The authors undertook a review of international scientific research demonstrating the benefits of gardening and community food growing for physical and mental wellbeing. They are now calling on health professionals to put community food growing ‘on prescription’, for the many health benefits this would achieve.

Tthe study will be launched at a conference for health professionals and food growing project organisers, today in London, organised by Growing Health, a charitable initiative helping community food growing projects to demonstrate their benefits and persuade GPs and local health services to invest in the support and services they can provide.

Conference chair Professor Tim Lang said: "For the large number of people in our society – children and adults – who live with challenging physical or mental health problems, gardening and community food growing can be especially beneficial.

"Such activities can relieve the symptoms of serious illnesses, prevent the development of some serious conditions, reduce stress and introduce people to a way of life that can help them to improve their own well-being in the longer term."

The Growing Health organisers have reviewed many working examples of GPs and health professionals already using community food growing to treat physical and mental health conditions.

One example, whose organisers will share their experiences at the conference, is Sydenham Gardens in South London, founded by local residents and a local GP to provide gardening, nature conservation and creative opportunities for local people. Patients are referred to the project through their GP or key worker.

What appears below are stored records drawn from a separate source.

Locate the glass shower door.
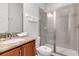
[56,4,77,56]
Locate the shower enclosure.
[56,4,79,56]
[39,4,79,56]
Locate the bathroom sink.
[0,38,24,44]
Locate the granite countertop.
[0,36,35,53]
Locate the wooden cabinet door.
[23,41,36,56]
[1,48,21,56]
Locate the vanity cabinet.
[1,48,20,56]
[0,40,36,56]
[23,41,35,56]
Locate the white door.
[8,3,23,32]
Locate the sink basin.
[0,38,24,44]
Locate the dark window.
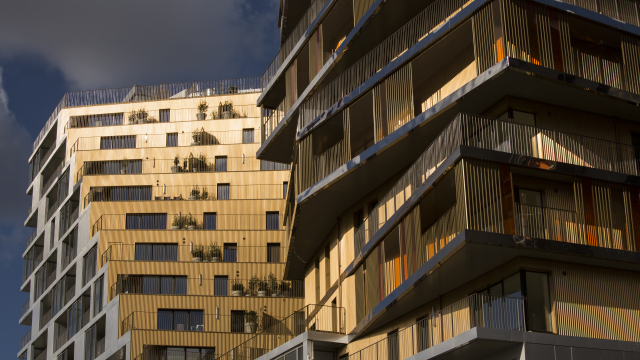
[242,129,254,144]
[160,109,170,123]
[167,133,178,147]
[267,244,280,263]
[216,156,227,171]
[126,214,167,230]
[222,243,238,262]
[218,184,229,200]
[158,310,204,331]
[267,211,280,230]
[213,276,229,296]
[135,244,178,261]
[203,213,217,230]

Growing Health project officer Maria Devereaux said: "This important new study of the evidence for the benefits of gardening and community food growing is a call to action for health professionals. Pioneering action, already piloted by local GPs and health authorities, to put gardening and food growing ‘on prescription’ should now be recognised and replicated throughout the NHS, and local authority planners should protect and create food growing spaces, for the benefit of everyone."

The Growing Health conference will feature inspiring case studies of food growing ‘on prescription’, and a presentation from Joe Sempik of the University of Nottingham on how food growing projects can measure their benefits to prove their worth to the health service.